We are broadly interested in understanding how anthropogenic stressors, such as climate change and capture, affect coastal fishes. Specifically, we study how the cardiorespiratory systems of benthic elasmobranch and teleost fishes respond to concurrent stressors (e.g., acidosis and hypoxia). We hope to broadly apply these mechanistic processes to the management process, helping refine our ability to ask meaningful questions and create effective fisheries regulations.
See below for specific projects.
Impacts of Oxygen Availability on Cardiac Function
The heart is one of the first organs to fail at high temperatures, and may be the mechanism limiting organismal thermal limits. It is unknown, however, what causes cardiac arrhythmia at high temperatures. We are investigating how oxygen availability (or lack thereof) may limit cardiac function through in vivo techniques that assess cardiac thermal scope.

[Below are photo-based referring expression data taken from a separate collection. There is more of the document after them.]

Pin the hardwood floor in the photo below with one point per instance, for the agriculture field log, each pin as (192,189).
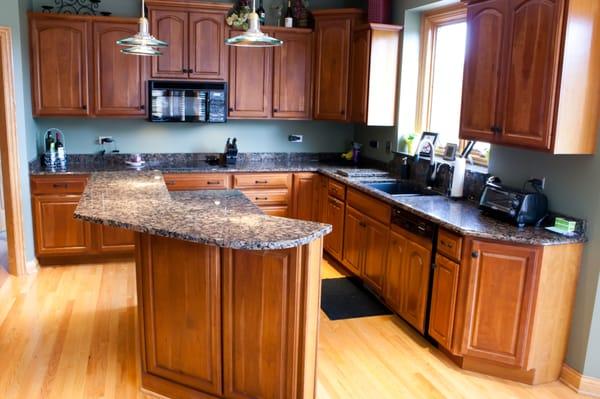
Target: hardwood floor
(69,333)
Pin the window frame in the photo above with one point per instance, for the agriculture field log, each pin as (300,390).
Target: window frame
(431,21)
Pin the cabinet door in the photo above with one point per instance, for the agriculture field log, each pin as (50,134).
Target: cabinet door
(59,61)
(359,84)
(119,79)
(354,240)
(376,242)
(171,27)
(208,53)
(532,72)
(331,68)
(292,76)
(56,231)
(393,282)
(304,195)
(335,216)
(250,81)
(415,288)
(443,301)
(499,302)
(114,240)
(261,326)
(180,345)
(486,33)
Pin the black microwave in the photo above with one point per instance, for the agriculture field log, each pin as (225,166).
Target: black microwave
(199,102)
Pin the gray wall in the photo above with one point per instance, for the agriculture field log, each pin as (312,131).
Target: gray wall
(141,136)
(571,186)
(12,15)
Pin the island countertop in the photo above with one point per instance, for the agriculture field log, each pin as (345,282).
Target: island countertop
(140,201)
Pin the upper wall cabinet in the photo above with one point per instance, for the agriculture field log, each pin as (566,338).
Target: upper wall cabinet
(532,74)
(59,65)
(195,32)
(333,31)
(78,70)
(272,82)
(374,74)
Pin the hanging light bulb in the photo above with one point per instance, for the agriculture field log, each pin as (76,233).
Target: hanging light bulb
(253,37)
(143,43)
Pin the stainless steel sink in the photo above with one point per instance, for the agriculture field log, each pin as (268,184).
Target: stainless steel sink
(401,188)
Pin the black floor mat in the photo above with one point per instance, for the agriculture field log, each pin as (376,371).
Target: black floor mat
(345,298)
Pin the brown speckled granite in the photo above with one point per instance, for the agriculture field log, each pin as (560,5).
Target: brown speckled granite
(140,201)
(461,216)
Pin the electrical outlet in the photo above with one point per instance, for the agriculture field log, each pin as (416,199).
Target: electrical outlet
(104,139)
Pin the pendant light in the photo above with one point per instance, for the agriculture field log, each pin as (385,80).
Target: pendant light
(143,43)
(253,37)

Blood Oxygen Affinity in Elasmobranch Fishes
Blood oxygen affinity is the essential process that allows oxygen uptake at the gills and offloading at the capillaries. While this has been extensively studied in teleost fishes, less is know about this process in elasmobranch fishes. Specifically, we are interested in examining patterns in blood P50 across species with relation to metabolic rate and hypoxia tolerance.
Incorporating Ecologically Relevant Parameters into Lab-Based Experiments
Lab based experiments are essential for elucidating mechanisms driving observed physiological processes. When attempting to extrapolate results to the real world, however, the limitations of static or single-stressor treatments can lead to over- or under- estimation of ecological impacts. We are committed to assessing physiological responses across levels of biological organization to multiple concurrent stressors, and to using ecologically informed variability in our study designs, in order to better predict real-world consequences of climate change.